The report by OECD and Microsoft provides a comprehensive overview of the cybersecurity workforce landscape. The study, which analyzed over 400 million online job postings, highlights the growing demand for skilled cybersecurity professionals. The focus on five major countries provides a global perspective on the issue. The report underscores the urgency to address worker shortages in the cybersecurity field, especially in the face of increasing cyber threats. It is a call to action for governments, educational institutions, and businesses to invest in training and development to build a more skilled cybersecurity workforce.
- A cyberattack on contractors at the Department of Health and Human Services (HHS) has potentially compromised the data of at least 100,000 people.
- The attack is part of a larger cyberattack linked to Russian cybercriminals, exploiting the vulnerability in the MoveIT transfer software of third-party vendors.
- The breach did not compromise HHS systems or networks, but the attackers gained access to data through the software vulnerability.
- The cybercriminal group, known as Clop, is suspected of stealing data from victims and using the stolen data to make extortion demands.
The recent cyberattack on the Department of Health and Human Services (HHS) contractors underscores the growing threat of cybercrime and the vulnerability of third-party systems. The attack, linked to Russian cybercriminals, exploited a vulnerability in the MoveIT transfer software, a popular file-transfer software used by many organizations. This breach did not compromise HHS systems or networks directly, but it allowed attackers to access data through the software vulnerability.
The suspected group behind this attack, known as Clop, is known for stealing data from victims and using the stolen data to make extortion demands. This method of attack is particularly concerning as it not only compromises the security of the data but also puts the victims under the threat of extortion.
- Anatsa, a banking Trojan, is targeting Android users in the UK, US, Germany, Austria, and Switzerland.
- The malware is distributed via apps on the Google Play Store, with over 30,000 installations reported.
- Once installed, Anatsa can steal banking credentials, credit card details, and payment information.
- The Trojan performs on-device fraud by launching the banking app and performing transactions on the victim's behalf.

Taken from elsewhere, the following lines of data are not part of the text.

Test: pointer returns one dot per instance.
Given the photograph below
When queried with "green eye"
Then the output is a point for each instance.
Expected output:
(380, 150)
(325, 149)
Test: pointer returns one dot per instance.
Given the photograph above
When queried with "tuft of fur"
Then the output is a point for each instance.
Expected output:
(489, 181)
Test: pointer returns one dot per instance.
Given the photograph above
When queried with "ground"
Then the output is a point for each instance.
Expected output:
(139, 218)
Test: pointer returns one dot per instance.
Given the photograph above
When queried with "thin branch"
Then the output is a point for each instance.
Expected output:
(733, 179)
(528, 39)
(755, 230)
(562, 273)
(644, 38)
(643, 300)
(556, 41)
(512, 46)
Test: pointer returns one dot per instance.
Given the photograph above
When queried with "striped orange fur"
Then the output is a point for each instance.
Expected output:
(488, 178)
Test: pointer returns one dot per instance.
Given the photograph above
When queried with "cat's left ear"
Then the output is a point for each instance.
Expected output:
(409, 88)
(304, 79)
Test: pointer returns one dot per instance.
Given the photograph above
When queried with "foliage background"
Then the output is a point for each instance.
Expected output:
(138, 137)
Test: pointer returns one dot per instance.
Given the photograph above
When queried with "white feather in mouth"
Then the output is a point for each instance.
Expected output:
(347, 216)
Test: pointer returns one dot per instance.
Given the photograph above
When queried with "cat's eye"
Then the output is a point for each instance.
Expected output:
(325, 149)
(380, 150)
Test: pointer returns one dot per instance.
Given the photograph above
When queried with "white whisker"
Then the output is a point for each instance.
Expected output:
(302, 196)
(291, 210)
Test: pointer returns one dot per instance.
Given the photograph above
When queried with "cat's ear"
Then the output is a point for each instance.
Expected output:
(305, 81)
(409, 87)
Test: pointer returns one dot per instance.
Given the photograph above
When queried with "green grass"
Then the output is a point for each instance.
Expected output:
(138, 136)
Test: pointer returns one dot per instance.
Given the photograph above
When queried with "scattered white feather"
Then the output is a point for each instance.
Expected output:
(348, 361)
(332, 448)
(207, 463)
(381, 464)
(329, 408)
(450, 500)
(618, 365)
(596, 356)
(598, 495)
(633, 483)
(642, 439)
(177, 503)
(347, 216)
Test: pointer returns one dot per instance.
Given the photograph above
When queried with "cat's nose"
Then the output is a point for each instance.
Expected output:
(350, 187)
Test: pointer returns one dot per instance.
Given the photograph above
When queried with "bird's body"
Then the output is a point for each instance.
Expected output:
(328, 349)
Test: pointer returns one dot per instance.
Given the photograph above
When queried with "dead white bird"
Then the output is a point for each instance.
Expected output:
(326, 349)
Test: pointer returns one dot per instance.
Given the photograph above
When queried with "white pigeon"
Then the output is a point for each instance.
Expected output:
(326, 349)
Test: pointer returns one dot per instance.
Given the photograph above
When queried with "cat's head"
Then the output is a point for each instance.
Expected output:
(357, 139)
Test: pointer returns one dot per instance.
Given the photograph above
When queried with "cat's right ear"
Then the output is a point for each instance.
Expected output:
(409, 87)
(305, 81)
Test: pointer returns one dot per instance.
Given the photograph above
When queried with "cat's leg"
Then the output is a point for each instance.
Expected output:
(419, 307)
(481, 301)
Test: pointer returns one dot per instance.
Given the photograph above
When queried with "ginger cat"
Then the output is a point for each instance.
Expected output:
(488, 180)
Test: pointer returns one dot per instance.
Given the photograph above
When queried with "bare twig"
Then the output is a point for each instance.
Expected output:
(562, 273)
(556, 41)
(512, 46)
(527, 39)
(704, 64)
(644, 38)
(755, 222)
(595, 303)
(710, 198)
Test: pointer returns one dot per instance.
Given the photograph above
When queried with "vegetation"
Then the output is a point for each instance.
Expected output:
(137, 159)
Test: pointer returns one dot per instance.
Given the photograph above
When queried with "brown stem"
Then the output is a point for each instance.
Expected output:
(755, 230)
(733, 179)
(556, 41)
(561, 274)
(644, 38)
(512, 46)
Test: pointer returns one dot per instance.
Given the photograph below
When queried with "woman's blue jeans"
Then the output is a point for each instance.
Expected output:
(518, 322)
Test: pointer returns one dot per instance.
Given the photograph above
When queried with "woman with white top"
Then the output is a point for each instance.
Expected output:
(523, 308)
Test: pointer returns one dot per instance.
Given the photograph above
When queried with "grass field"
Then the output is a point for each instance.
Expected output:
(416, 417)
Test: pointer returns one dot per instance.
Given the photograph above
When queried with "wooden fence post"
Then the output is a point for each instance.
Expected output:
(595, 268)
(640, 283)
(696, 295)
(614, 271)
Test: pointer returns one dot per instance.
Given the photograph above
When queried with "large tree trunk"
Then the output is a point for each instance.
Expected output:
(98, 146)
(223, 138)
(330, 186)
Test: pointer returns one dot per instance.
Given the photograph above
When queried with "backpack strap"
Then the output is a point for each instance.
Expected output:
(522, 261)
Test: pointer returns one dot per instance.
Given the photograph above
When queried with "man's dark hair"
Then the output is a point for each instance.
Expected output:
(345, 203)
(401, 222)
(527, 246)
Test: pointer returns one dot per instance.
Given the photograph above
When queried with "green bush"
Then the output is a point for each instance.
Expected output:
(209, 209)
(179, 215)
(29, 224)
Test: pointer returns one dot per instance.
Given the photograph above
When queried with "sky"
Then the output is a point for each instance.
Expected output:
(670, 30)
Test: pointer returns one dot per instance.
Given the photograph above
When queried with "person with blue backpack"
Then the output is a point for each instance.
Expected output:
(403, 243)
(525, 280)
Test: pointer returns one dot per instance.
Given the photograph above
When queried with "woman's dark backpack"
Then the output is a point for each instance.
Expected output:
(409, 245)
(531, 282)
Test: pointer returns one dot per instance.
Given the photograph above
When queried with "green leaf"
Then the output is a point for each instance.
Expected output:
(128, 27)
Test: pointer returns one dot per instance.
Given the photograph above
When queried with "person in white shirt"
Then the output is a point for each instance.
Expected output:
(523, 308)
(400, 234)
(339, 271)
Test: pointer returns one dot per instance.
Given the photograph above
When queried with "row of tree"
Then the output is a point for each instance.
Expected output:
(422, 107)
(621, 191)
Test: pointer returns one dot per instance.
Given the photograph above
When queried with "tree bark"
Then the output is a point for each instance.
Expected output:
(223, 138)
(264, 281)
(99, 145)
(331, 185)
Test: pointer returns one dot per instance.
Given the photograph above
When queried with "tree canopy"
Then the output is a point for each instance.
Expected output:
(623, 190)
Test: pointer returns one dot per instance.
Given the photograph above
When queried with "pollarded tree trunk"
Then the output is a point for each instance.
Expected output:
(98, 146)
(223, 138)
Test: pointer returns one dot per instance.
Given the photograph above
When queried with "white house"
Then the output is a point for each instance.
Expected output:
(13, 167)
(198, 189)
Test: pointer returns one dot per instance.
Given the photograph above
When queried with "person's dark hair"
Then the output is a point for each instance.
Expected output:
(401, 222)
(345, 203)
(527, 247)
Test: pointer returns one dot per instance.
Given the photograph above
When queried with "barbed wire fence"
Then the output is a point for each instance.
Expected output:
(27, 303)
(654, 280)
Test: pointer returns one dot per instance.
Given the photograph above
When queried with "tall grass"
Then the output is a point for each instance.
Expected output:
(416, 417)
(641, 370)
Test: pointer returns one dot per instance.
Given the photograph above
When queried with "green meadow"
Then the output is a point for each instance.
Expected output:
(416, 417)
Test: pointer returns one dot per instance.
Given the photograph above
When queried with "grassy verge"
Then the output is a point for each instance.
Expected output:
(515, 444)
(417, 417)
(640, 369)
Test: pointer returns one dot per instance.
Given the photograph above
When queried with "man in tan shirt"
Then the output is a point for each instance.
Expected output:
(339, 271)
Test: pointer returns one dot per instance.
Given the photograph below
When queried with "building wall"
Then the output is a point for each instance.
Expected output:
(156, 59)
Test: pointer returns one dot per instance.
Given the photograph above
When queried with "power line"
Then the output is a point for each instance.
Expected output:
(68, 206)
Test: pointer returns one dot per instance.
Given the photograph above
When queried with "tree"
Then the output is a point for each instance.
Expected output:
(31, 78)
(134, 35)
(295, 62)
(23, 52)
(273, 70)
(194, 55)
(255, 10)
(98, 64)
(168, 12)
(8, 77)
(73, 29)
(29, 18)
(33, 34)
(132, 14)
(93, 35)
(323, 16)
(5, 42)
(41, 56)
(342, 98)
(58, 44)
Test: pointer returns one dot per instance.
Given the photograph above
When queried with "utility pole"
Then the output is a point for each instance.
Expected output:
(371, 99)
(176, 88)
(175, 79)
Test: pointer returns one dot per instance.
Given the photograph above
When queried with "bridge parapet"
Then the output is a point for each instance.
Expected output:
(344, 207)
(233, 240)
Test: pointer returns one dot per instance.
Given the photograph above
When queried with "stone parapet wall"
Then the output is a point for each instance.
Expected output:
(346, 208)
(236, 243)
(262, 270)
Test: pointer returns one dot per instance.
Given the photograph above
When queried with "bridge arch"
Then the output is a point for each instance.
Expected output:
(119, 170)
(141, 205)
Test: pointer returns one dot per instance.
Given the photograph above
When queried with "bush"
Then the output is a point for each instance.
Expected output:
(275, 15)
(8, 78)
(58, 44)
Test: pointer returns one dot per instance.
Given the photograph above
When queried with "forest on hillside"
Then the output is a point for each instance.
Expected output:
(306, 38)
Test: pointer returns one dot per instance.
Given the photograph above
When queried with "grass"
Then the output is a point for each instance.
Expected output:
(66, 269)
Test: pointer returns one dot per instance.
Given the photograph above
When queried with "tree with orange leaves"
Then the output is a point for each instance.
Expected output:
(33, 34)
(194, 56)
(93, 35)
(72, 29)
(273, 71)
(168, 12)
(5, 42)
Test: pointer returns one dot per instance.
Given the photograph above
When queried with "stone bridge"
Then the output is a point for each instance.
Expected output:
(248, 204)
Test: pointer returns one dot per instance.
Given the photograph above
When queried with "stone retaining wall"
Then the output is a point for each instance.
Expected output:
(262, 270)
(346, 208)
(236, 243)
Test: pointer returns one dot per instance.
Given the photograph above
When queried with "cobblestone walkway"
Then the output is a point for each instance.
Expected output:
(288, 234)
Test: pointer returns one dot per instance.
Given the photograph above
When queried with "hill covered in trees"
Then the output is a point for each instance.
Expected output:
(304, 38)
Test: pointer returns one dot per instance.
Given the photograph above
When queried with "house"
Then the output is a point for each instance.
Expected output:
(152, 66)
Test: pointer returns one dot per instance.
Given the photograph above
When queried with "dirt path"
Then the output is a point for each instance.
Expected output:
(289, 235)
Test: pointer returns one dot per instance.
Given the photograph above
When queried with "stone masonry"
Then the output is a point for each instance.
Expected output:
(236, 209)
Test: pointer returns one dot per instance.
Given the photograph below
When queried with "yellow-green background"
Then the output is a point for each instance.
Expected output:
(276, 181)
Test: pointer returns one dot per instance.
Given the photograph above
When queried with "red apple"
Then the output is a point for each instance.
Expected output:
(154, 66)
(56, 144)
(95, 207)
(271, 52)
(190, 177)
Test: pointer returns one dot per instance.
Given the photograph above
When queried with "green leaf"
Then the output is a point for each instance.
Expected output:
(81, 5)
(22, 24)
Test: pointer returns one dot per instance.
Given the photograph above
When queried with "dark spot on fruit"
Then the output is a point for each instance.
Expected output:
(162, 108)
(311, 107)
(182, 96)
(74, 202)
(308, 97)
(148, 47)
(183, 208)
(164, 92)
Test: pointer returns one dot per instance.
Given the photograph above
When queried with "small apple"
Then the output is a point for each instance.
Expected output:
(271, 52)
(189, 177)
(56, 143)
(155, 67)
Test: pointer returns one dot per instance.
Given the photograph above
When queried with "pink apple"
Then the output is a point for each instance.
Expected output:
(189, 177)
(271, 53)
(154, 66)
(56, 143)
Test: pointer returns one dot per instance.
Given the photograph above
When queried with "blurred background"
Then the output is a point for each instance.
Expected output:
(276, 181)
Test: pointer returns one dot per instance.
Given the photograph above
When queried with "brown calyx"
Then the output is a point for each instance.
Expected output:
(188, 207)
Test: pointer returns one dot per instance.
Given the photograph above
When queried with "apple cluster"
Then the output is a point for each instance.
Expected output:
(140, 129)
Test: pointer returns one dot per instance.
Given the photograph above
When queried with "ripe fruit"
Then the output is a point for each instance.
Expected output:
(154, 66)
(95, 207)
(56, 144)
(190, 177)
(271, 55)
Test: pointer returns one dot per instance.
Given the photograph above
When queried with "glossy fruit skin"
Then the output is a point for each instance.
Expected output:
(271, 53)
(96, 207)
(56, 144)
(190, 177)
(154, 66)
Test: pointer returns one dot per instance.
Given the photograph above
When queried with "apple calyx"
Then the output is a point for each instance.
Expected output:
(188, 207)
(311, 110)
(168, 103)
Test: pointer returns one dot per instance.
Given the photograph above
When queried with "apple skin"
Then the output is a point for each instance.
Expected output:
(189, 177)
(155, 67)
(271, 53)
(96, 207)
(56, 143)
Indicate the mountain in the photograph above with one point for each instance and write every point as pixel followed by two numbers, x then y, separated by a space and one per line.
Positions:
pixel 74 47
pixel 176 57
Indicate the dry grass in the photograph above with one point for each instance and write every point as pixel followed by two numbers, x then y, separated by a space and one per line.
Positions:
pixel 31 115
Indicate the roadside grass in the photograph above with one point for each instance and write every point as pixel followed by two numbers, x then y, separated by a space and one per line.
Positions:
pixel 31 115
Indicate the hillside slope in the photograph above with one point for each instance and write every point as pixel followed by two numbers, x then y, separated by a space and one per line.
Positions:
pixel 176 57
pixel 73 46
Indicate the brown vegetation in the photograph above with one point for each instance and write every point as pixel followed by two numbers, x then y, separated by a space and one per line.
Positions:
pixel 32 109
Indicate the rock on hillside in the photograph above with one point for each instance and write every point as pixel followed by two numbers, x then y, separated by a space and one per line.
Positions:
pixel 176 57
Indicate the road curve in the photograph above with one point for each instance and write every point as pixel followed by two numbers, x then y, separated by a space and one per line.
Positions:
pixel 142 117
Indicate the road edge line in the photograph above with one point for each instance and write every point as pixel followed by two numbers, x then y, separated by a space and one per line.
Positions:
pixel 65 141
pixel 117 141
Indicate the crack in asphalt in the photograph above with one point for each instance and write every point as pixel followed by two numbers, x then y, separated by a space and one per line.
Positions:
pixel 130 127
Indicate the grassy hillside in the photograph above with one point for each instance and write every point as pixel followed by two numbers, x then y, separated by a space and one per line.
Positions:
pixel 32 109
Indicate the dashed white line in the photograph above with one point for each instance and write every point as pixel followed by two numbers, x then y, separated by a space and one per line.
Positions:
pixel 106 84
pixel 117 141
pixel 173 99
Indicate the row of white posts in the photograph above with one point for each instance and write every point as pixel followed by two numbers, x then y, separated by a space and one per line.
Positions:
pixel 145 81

The Anatsa Android Trojan represents a significant threat to banking security. This malware is distributed via apps on the Google Play Store, with over 30,000 installations reported. Once installed, Anatsa can steal a wide range of financial information, including banking credentials, credit card details, and payment information.
The Trojan is particularly insidious because it performs on-device fraud. This means that it launches the banking app on the victim's device and performs transactions on their behalf. This method of operation makes it very difficult for banking anti-fraud systems to detect the fraudulent activity, as the transactions are initiated from the device that the targeted bank customers regularly use.